From left to right, PS Dr Chris Kiptoo, National Treasury CS John Mbadi (M) and PS State Department for Economic Planning James Muhati during a media briefing at The National Treasury building in Nairobi.

Kenya’s gross public debt has continued to decrease, reflecting the economy’s resilience despite facing both domestic and external challenges.

Treasury Cabinet Secretary John Mbadi announced that the gross public debt-to-GDP ratio dropped from 71.9 percent in June 2022 to 66.7 percent in June 2024. He credited this achievement to tax policy adjustments, spending cuts, and efforts to stimulate various economic sectors. The CS highlighted that the country’s diversified economy and sound government policies were key drivers behind this improvement.

“The present value of the debt-to-GDP ratio fell from 68.7 percent in 2023 to 63.0 percent in 2024, thanks to exchange rate appreciation and fiscal consolidation,” Mbadi said. He added that macroeconomic indicators continue to show the economy’s resilience, particularly in the external sector.

The Central Bank of Kenya (CBK) has also eased monetary policy. The Central Bank Rate (CBR) was reduced from 13 percent in August 2024 to 10.75 percent in February 2025. Additionally, the Cash Reserve Ratio (CRR) was lowered by 100 basis points to 3.25 percent in February 2025, aiming to boost private-sector credit growth.

Interest rates have also declined, with the interbank rate falling from 13.7 percent in January 2024 to 11.2 percent by January 2025. Treasury bill rates also dropped, with the 91-day rate falling to 9.11 percent in February 2025 from 16.1 percent a year earlier.

Mbadi emphasized that the easing of monetary policy had led to a recovery in private-sector credit, with major banks reducing lending rates. For instance, Cooperative Bank cut its base lending rate from 16.5 percent to 14.5 percent, KCB from 15.6 percent to 14.6 percent, and Equity Bank from 17.3 percent to 14.3 percent. Other banks, including ABSA and NCBA, are expected to follow suit.

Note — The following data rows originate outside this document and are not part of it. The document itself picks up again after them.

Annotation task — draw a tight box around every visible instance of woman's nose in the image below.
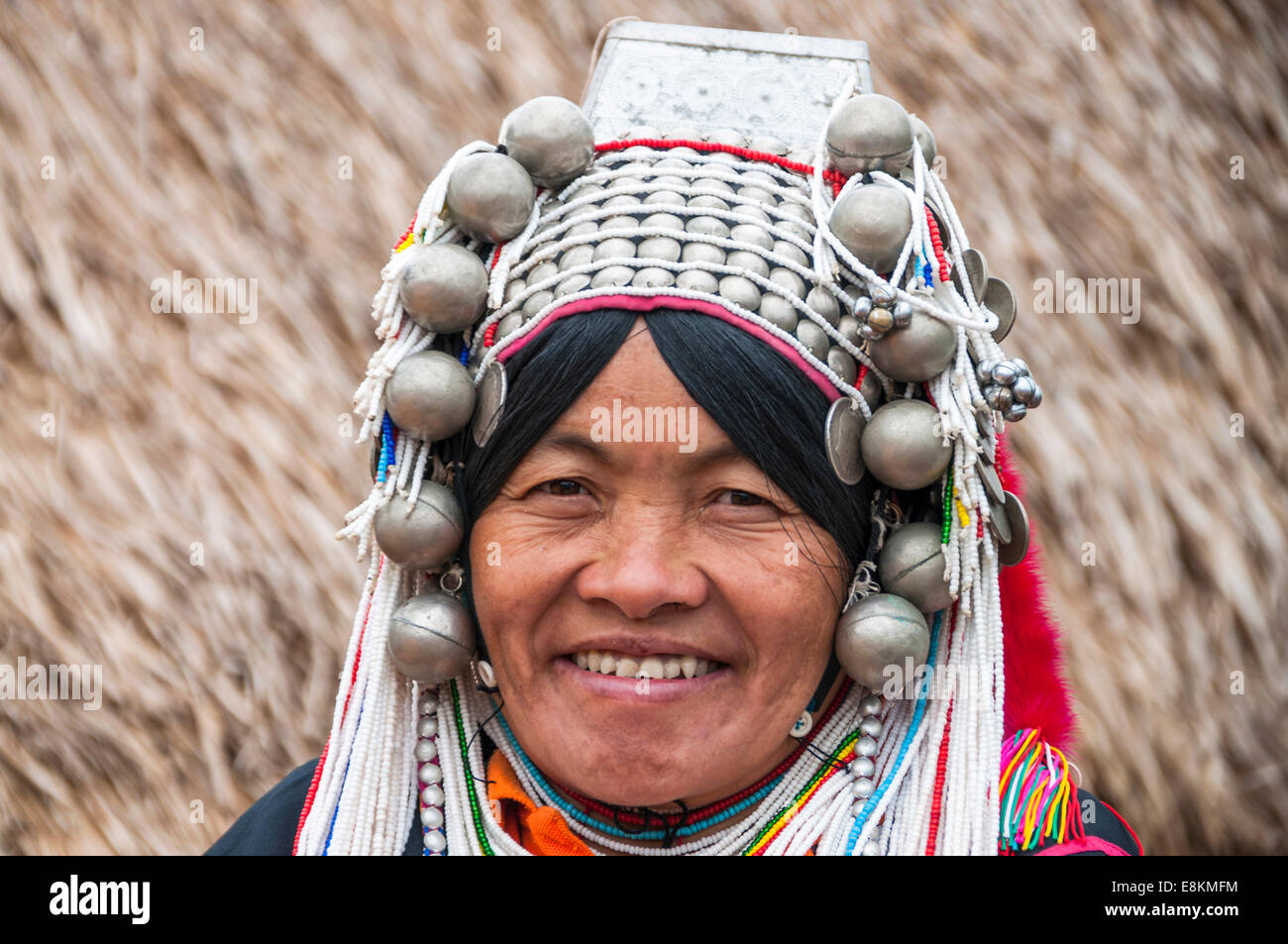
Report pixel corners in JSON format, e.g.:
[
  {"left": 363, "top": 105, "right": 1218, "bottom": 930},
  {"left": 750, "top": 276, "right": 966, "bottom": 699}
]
[{"left": 576, "top": 509, "right": 708, "bottom": 619}]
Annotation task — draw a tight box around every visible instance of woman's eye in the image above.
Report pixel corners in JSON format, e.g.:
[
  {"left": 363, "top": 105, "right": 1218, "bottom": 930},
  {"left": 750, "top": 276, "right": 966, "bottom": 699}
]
[
  {"left": 537, "top": 479, "right": 585, "bottom": 496},
  {"left": 720, "top": 488, "right": 768, "bottom": 506}
]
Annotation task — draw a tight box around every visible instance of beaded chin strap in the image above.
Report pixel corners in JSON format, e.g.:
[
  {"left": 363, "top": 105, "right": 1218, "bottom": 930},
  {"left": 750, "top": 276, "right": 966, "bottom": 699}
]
[{"left": 295, "top": 40, "right": 1042, "bottom": 855}]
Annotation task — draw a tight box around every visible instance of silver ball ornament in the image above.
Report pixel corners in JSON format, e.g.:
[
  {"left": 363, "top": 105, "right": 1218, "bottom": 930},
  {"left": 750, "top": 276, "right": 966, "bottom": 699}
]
[
  {"left": 386, "top": 591, "right": 474, "bottom": 684},
  {"left": 398, "top": 244, "right": 486, "bottom": 334},
  {"left": 868, "top": 309, "right": 957, "bottom": 383},
  {"left": 447, "top": 152, "right": 537, "bottom": 244},
  {"left": 877, "top": 522, "right": 953, "bottom": 613},
  {"left": 862, "top": 398, "right": 953, "bottom": 489},
  {"left": 501, "top": 95, "right": 595, "bottom": 188},
  {"left": 825, "top": 94, "right": 913, "bottom": 174},
  {"left": 829, "top": 184, "right": 912, "bottom": 273},
  {"left": 385, "top": 351, "right": 474, "bottom": 441},
  {"left": 836, "top": 593, "right": 930, "bottom": 689},
  {"left": 374, "top": 481, "right": 465, "bottom": 571}
]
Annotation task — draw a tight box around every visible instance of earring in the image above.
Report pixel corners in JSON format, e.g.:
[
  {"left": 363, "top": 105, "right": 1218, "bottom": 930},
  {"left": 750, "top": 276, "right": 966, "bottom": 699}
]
[
  {"left": 473, "top": 658, "right": 501, "bottom": 694},
  {"left": 793, "top": 711, "right": 814, "bottom": 738}
]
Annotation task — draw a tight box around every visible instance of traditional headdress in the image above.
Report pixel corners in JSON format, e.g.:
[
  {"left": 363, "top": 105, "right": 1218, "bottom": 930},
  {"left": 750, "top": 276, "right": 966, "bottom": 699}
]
[{"left": 296, "top": 22, "right": 1078, "bottom": 854}]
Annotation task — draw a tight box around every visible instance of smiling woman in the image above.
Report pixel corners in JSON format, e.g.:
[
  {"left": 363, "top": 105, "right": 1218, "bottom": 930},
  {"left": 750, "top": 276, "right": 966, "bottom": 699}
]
[
  {"left": 200, "top": 29, "right": 1136, "bottom": 857},
  {"left": 464, "top": 309, "right": 872, "bottom": 806}
]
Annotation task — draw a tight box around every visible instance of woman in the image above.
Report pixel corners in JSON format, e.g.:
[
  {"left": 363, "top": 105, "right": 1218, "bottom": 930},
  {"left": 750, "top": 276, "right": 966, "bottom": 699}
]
[{"left": 211, "top": 82, "right": 1138, "bottom": 855}]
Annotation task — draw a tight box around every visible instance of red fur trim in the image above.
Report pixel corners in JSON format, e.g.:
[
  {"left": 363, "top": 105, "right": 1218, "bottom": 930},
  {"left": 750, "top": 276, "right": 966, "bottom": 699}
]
[{"left": 997, "top": 437, "right": 1077, "bottom": 751}]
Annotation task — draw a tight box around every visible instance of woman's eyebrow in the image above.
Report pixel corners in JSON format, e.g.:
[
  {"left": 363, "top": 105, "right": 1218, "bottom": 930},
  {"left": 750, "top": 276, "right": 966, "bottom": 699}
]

Inflation has significantly decreased, from 9.6 percent in October 2022 to 3.3 percent in January 2025, largely due to government interventions in food and energy prices. Additionally, tax law amendments introduced in late 2024 have eased the financial burden on Kenyan households, ensuring broader economic benefits.

However, the CS acknowledged that addressing pending bills remains a priority. Delays in payments have affected businesses, especially Micro, Small, and Medium Enterprises (MSMEs), and eroded public confidence in government financial management.

“The government remains committed to ensuring that economic gains translate into tangible benefits for all Kenyans,” Mbadi stated.

Dr. Chris Kiptoo, Principal Secretary for the National Treasury, noted that Kenya’s diversified economy has helped sustain a relatively high GDP growth rate. While global growth is around three percent and sub-Saharan Africa’s at 3.7 percent, Kenya’s GDP stands at approximately five percent.

“With continued stability and without additional shocks, we expect to maintain strong performance,” Kiptoo said, urging Kenyans to support the government’s efforts to create jobs and opportunities.